Değerli basın mensupları,

Bildiğiniz gibi BM Genel Kurulu 66. Toplantısı vesilesiyle Sayın Başbakanımızla birlikte 10 gündür yaklaşık New Yorkta’yız. Biraz önce son görüşmelerimizi gerçekleştirdik. Topluca bir BM Genel Kurulu değerlendirmesini sizlerle paylaşmak istiyorum. BM Genel Kurulu toplantıları birçok açılardan büyük bir fırsat oluşturuyor. Her şeyden önce birçok ülkeyle başka şartlarda görüşmenizin bazen zor olduğu ülkelerle ikili temas yapma imkanları oluyor. Ayrıca BM misyonunun BM kurumunun temel felsefesini de okuyan küresel sorunlarla ilgili birçok uluslararası ve çok taraflı toplantılar gerçekleştiriliyor. Birçok insiyatif burada başlatılıyor, burada yönetiliyor. Ve uluslararası toplumda ülkelerin aktiviteleri, varlıkları, görünürlükleri biraz da BM Genel Kurulu’ndaki faaliyetleri ile hissediliyor ve değerlendiriliyor. Bu açıdan bakıldığında ben şunu gururla sizlerle paylaşmak istiyorum. Gittikçe artan bir tempoyla Türkiye’nin uluslararası görünürlülüğü BM Genel Kurulu’nda her Genel Kurul’da bir kez daha tescil ediliyor. Etkinliği bütün taraflarca gözleniyor ve şu anda herhalde herhangi bir objektif gözlemciye ya da BM Genel Kurulu toplantısı çerçevesinde yürütülen faaliyetlere katılmış yabancı gözlemcilere sorsanız en aktif ülkeler arasında kimleri zikredersiniz diye herhalde bunların en önde gelenlerinden biri ülkemiz olur.

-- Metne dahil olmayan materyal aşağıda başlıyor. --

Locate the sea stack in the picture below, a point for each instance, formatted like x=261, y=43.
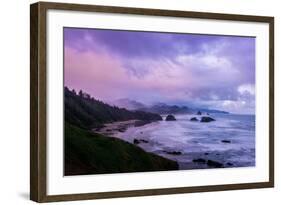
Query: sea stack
x=207, y=119
x=170, y=118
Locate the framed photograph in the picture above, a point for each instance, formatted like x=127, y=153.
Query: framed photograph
x=134, y=102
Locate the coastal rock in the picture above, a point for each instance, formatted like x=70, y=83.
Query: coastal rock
x=193, y=119
x=170, y=118
x=229, y=164
x=199, y=160
x=140, y=123
x=138, y=141
x=207, y=119
x=173, y=152
x=215, y=164
x=122, y=129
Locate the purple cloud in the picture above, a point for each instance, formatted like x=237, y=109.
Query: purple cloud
x=210, y=70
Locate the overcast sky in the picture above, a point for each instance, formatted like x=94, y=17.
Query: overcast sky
x=196, y=70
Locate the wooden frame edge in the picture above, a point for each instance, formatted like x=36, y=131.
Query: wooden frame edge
x=38, y=113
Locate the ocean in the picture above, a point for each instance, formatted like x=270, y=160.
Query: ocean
x=230, y=140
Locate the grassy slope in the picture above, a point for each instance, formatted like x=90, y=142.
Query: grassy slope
x=87, y=112
x=91, y=153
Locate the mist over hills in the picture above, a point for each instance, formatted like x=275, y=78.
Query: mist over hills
x=161, y=108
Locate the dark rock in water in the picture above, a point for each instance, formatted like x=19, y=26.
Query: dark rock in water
x=216, y=164
x=170, y=118
x=173, y=152
x=143, y=141
x=207, y=119
x=194, y=119
x=123, y=129
x=140, y=123
x=199, y=160
x=138, y=141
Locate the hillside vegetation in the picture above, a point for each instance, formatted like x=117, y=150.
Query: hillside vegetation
x=91, y=153
x=86, y=112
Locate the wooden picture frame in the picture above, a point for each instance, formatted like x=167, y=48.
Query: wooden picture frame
x=39, y=111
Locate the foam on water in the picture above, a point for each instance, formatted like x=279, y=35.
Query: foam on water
x=195, y=139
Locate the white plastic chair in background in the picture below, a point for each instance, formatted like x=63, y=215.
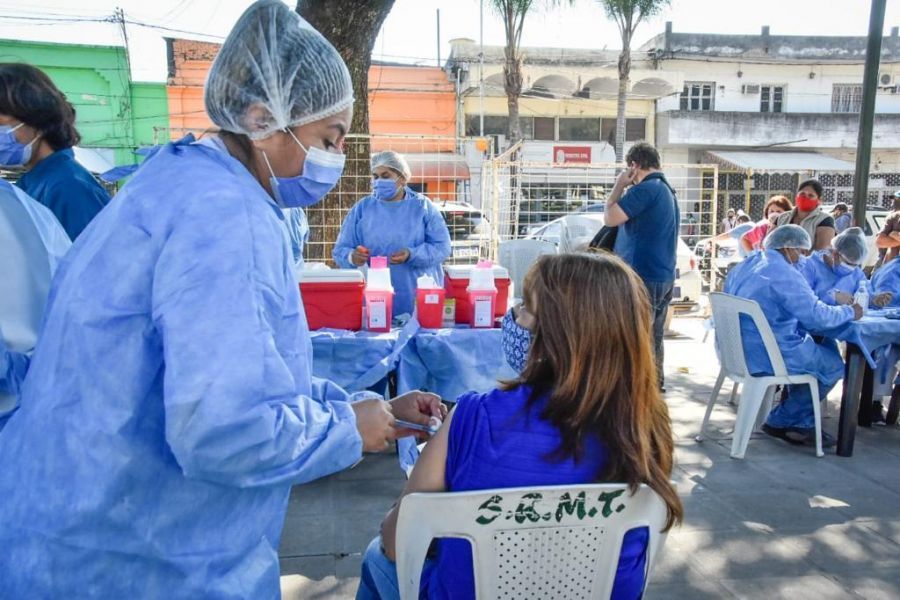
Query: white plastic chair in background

9 senedir ben Genel Kurul çalışmalarına katılıyorum. Türkiye’nin gittikçe artan uluslararası etkinliği oluyor. Daha önceleri sadece ulusal çıkarlarımızı ilgilendiren bazı temel konuları genel kurulda anlatabilmek için bir fırsat teşkil ederken, şimdi kendi milli meselelerimizi genel kurulda ve ikili bazda anlatma fırsatı buluyoruz. Hem de bölgesel ve küresel birçok konuya müdahil oluyoruz. Başkanlık yapıyoruz. Eş başkanlık yapıyoruz. Taraflarla bu sorunların çözümü konusunda girişimlerde bulunuyoruz. Bu çerçevede baktığımızda bu Genel Kurul toplantısı da son derece verimli geçti. Ve şu ana kadar Sayın Başbakanımızla birlikte ve ayrıca benim yaptığım ikili görüşme sayısı 49. 49 ülkeyle ikili görüşme gerçekleştirdik. Katılınılan toplantı, konferans sayısı 22’dir. Bunların içerisinde mesela Somali Zirvesi, Libya Dostlar Grubu Toplantısı, Nükleer silahsızlanmayla ilgili bizim de içinde olduğumuz insiyatifin geliştirdiği toplantılar var. 7 konuda başkanlık, eş başkanlık yaptık. Eş başkanlık yaptığımız kaydadeğer, bir anlamda BM sistemi açısından gelecekte çok büyük bir öncelik taşıyacağı konu uluslararası arabuluculuk girişimidir. Geçen sene Finlandiya ile birlikte başlattığımız bu girişim aynen medeniyetler ittifakı girişimi gibi önemli. Şimdi ete kemiğe bürünüyor. Ve bir uluslararası girişim halini alıyor. Geçen sene Finlandiya Dışişleri Bakanı ile bunu başlatmıştık. Ve ilk toplantıyı Finlandiya daimi temsilciliğinde gerçekleştirmiştik. Bu sene ilgili bütün uluslararası kuruluşların katılımıyla ve arabuluculuk konusunda önemli faaliyetlerde bulunan ülkelerin katılımıyla Türkevi’nde bir toplantı gerçekleştirdik. Ayrıca, bu arada geçen seneden bu seneye kadar olan dönemde bir BM Genel Kurulu kararı çıkarttık. Ve bu insiyatifi bugün genel sekreterle yaptığımız görüşmede de bir kez daha ele aldık. Bir BM insiyatifi olarak aynen medeniyetler ittifakı gibi arabuluculuk dostları diye bir grup oluştururuz. Bu küresel barışa büyük bir katkı niteliği taşıyacak.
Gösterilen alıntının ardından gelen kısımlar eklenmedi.